Capcom Co., Ltd., a prominent entity in the Communication Services sector (specifically within the Electronic Gaming & Multimedia industry), currently commands a robust market capitalization of 1.39 Trillion. Trading at JPY 3,332.00, the asset has experienced a mild short-term pullback, dropping 4.17% over the past seven days despite a relatively flat 24-hour performance (+0.12%), reflecting increased market hesitation.
From a technical analysis perspective, Capcom yields a total score of -4, which translates directly to a Strong Sell rating. The foundational driver of this bearish outlook is the price trend: trading at JPY 3,332.00, the stock sits notably below its 200-day Simple Moving Average (SMA) of JPY 3,850.83, penalizing the score by 2 points. While the Average Directional Index (ADX) at a low 9.36 indicates an overall lack of trend strength (0 points) and the RSI is currently hovering in neutral territory at 46.21 (0 points), momentum indicators tilt negative. The MACD histogram sits below zero at -7.44 (-1 point) marking a bearish crossover, and the On-Balance Volume (OBV) trailing its 5-day SMA signals active distribution and underlying selling pressure (-1 point).

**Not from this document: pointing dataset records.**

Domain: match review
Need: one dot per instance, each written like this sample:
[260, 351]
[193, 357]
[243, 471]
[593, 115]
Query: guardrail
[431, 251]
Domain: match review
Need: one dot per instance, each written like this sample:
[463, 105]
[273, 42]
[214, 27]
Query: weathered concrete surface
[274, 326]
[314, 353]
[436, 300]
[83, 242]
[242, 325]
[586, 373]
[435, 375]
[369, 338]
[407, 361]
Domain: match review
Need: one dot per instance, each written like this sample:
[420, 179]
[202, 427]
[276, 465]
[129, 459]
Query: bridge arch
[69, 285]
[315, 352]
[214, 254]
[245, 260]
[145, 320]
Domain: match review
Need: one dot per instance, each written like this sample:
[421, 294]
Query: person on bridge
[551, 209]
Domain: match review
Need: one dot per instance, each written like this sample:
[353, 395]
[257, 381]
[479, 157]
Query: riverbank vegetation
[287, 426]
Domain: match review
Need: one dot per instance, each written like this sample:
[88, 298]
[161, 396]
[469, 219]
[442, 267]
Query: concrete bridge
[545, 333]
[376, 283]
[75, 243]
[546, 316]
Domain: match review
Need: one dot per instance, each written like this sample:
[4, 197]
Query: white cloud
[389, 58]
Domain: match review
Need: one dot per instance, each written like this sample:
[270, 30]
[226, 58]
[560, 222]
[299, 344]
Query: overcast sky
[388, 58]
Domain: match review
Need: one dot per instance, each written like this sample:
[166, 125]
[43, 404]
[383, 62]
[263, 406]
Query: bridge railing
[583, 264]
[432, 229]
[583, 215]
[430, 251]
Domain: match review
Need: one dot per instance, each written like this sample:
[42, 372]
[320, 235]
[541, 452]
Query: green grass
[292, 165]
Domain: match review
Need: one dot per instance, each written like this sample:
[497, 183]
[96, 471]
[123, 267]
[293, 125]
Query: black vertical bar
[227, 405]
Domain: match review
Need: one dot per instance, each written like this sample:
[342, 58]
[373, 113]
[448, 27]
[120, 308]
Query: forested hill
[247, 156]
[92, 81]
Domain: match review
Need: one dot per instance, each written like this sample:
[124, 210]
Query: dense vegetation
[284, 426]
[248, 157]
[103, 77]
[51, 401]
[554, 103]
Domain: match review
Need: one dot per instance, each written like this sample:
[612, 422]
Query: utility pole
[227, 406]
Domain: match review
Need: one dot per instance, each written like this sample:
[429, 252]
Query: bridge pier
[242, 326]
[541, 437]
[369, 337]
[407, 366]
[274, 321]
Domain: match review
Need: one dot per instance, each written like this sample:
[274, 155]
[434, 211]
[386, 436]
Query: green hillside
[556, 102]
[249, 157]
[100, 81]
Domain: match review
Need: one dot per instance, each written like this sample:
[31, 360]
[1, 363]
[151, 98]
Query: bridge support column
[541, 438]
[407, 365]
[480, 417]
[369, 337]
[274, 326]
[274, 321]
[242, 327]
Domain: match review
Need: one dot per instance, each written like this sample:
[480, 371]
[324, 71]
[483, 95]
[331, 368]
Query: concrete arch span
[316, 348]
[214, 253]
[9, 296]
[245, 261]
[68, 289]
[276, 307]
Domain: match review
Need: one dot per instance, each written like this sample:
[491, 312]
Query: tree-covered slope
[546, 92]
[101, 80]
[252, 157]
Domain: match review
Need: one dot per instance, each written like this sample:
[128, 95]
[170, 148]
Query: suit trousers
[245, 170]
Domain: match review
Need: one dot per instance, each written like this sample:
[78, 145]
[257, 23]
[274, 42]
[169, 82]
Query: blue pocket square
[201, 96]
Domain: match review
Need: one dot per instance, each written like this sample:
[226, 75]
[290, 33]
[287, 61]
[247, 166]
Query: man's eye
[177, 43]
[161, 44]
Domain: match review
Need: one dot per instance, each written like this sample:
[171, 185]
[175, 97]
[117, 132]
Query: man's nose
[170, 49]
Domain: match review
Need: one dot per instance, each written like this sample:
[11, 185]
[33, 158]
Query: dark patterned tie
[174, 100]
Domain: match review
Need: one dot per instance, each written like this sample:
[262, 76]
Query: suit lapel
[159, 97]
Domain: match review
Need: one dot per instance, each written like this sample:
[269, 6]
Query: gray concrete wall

When assessing the fundamental and earnings context, this bearish technical posture appears well-founded. Capcom operates with a P/E ratio of 22.96 and a noted dividend yield of 120.0, but its latest earnings report was highly problematic. The company posted a recently reported EPS of 6.76, bringing with it a drastic earnings surprise of -4256.0%. With the next quarterly earnings update not scheduled until 13/05/2026, there is no immediate fundamental catalyst in sight to alleviate the downward pressure. Consequently, the severe earnings miss perfectly aligns with the deteriorating technicals, reinforcing our Strong Sell verdict.